Again happily I've never experienced a pyo in my bitches.
- By danielle-k9 Date 22.04.17 06:51 GMT
My vet did advise breeding on next season. I am unsure about the antibiotics. He said no need to give them but breeders iv spoken to who have had the same experience say she needs them. I will call a repro vet today to see what they advise. Thanks.
- By danielle-k9 Date 25.04.17 13:19 GMT Upvotes 1
Just thought i would update as it could help anyone in a similar situation. I spoke with a repro specialist who has advised to mate this season. I need to keep an eye on her discharge during season and if all is ok no need for antibiotics. Any strange smelly discharge then to do a culture and to treat accordingly. They did say a bitches vaginal discharge is not sterile....Even in a normal season so antibiotics without a culture could make the infection harder to treat as the bacteria could become resistant. They also said that pregnancy is thought to protect against pyometra development. I will follow their  advise and fingers crossed.
- By onetwothreefour Date 25.04.17 14:18 GMT
I've also heard that pregnancy is protective against pyo, but I didn't know if that only meant for bitches who hadn't had pyo before - and whether it would be as protective if a bitch had already had it.
- By Jodi [gb] Date 25.04.17 14:26 GMT
I was going to have a puppy from a bitch who developed a pyo quite late into her pregnancy.
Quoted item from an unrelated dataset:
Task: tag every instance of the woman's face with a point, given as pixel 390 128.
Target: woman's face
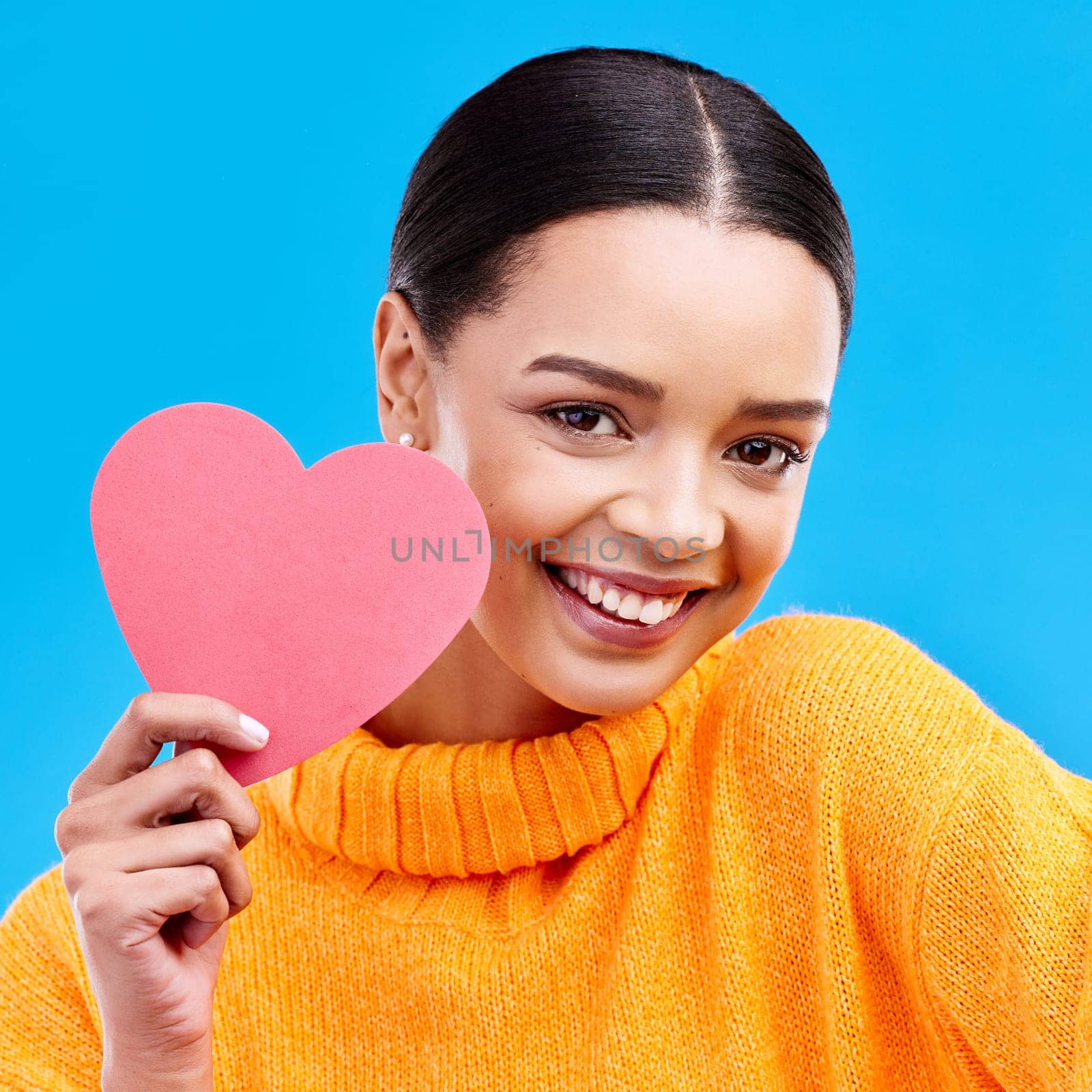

She lost all the pups and nearly her own life. The breeder was devestated as the bitch was the last in her line.
- By mixedpack [gb] Date 25.04.17 14:37 GMT
My GSD bitch had two litters and went on to develop a pyo when she was 8 and 3 years past her last litter, luckily it was spotted early and she was speyed quickly
- By danielle-k9 Date 25.04.17 14:47 GMT
I too have lost a litter at 7 weeks into pregnancy as the bitch developed 'pyometra' ....I did not spay her. I let her have a season which was normal without mating. I planned mating the next season but the chosen stud was not available....This season normal also but i spayed her as she would of been 5 for her first litter. I saw a repro vet at that time who said the most likely cause was bacteria entering her uterus while in season. She said when the cervix is open they are at risk of this and it is like pyometra.....Uterus fills with bacterial fluid. I only repeated what the specialist told me.
- By Jeangenie [gb] Date 25.04.17 18:07 GMT Upvotes 1

>I've also heard that pregnancy is protective against pyo

Having a litter doesn't make a bitch immune to pyo in the future; it can happen just as easily after a season as to a maiden bitch.
- By onetwothreefour Date 03.05.17 06:16 GMT
Study showing the protective effect of pregnancy in some breeds:

Another paper explaining in more detail:

Of course this doesn't mean that no bitch that has been pregnant will get pyo- only that it is less likely.
- By danielle-k9 Date 08.07.17 16:23 GMT Upvotes 1
Hi just thought I would update. My girl came in season a few days after I posted originally. I decided to mate her. I did not give any antibiotics and just kept an eye on discharge etc. Anyway good news is she is due pups from next Sunday. Scan showed 5 pups.... I don't rely on scanning but she has had a few to keep an eye on everything. Fingers crossed for a safe delivery. I'm very happy!